Quando sono in esilio, le scuole spesso offrono un porto sicuro per questi bambini, poiché offrono loro l'opportunità di incontrare coetanei, di imparare e di crescere insieme a loro. Però per I bambini rifugiati non è facile accedere all'istruzione nei Paesi che li accolgono.

E L'istruzione è in fondo alla lista delle priorità

In Kenya, ad esempio, i richiedenti asilo debbono essere registrati presso l'Alto Commissariato delle Nazioni Unite per i Rifugiati (UNHCR) per poter ottenere di essere riconosciuti ufficialmente rifugiati e quindi accedere all'istruzione e ad altri servizi sociali.

Nelle città come Nairobi, i bambini rifugiati non hanno diritto di frequentare le scuole statali finché la loro procedura d'asilo non è conclusa, il che può richiedere fino a nove mesi.
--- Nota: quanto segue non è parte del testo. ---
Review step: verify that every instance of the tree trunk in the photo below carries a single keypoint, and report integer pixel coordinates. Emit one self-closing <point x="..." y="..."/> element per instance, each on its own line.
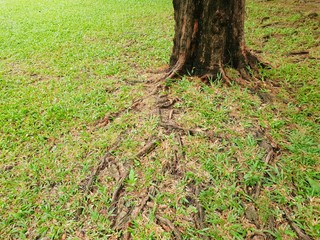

I genitori e i tutori tendono a concentrarsi sull'ottenimento dello status di rifugiato per ottenere cibo e accoglienza per la famiglia prima di preoccuparsi dell'istruzione dei loro figli. Anche dopo il riconoscimento dello status, le famiglie che hanno scarsi mezzi privilegiano l'alloggio, il cibo, l'assistenza medica e la protezione.

Per di più i bambini rifugiati nelle aree urbane spesso incontrano enormi ostacoli per essere ammessi in scuole pubbliche sovraffollate ed estremamente povere di mezzi. Anche quando i genitori possono permettersi l'istruzione, molti bambini sono inseriti in classi con alunni molto più giovani di loro. Questo rende ancora più arduo il lungo e complesso processo di integrazione.

I genitori di Jean-Paul sono fuggiti in Kenya dal Burundi nel 1994. Il bambino è riuscito ad essere inserito nella pre-scolarizzazione solo nel 2000, quando aveva già otto anni. "Ero contento perché finalmente potevo andare a scuola, ma mi vergognavo perché, a differenza di tutti gli altri bambini, non avevo l'uniforme e qualche volta dovevo andare a scuola a stomaco vuoto", ricorda. Nonostante queste difficoltà, Jean-Paul ha completato la scuola primaria ed ha recentemente iniziato a frequentare la scuola secondaria.

In confronto a bambini come Jean-Paul, la cui famiglia ha cercato asilo in una città, i bambini che vivono in un campo profughi hanno opportunità leggermente maggiori, perché di solito possono accedere ai servizi di pre-scolarizzazione e di istruzione primaria offerti dalle agenzie umanitarie.

I bambini sono i futuri ambasciatori della pace

A Nairobi, il JRS  svolge un ruolo importante nel facilitare l'accesso a un'istruzione di qualità per I bambini rifugiati urbani. In precedenza il JRS offriva borse di studio di terzo livello, ma recentemente il programma ha cambiato focus e intende rispondere ai bisogni dei bambini a tutti i livelli di istruzione, che non trovano altra risposta.

Ad esempio gli studenti in Kenya che non hanno completato il percorso di istruzione pre-scolastica, non possono iscriversi alla scuola primaria. Perciò il JRS ha iniziato ad offrire borse di studio e altre forme di sostegno per i bambini che frequentano la pre-scolarizzazione il cui costo, fino a 225 euro l'anno, risulterebbe proibitivo per i rifugiati che non hanno il diritto di lavorare legalmente nel Paese.

Offrendo delle borse di studio, l'organizzazione ha permesso a studenti rifugiati di accedere a diversi livelli di istruzione, dalla pre-scolarizzazione al terzo livello. Nel 2009, il JRS ha sostenuto 100 studenti. Oltre al pagamento della retta scolastica, l'assistenza include un contributo economico per le spese quotidiane, la fornitura di uniformi e di materiale scolastico.

Oltre a offrire ai bambini un'opportunità di fuggire alla povertà, il JRS ritiene che l'istruzione di qualità abbia un ruolo importante nella promozione della pace e della stabilità. I bambini che sono vittime di conflitti e di guerre, ma che oggi hanno accesso all'istruzione, saranno probabilmente domani ambasciatori di pace durante l'esilio, quando faranno ritorno al loro Paese, oppure quando si stabiliranno in un Paese terzo.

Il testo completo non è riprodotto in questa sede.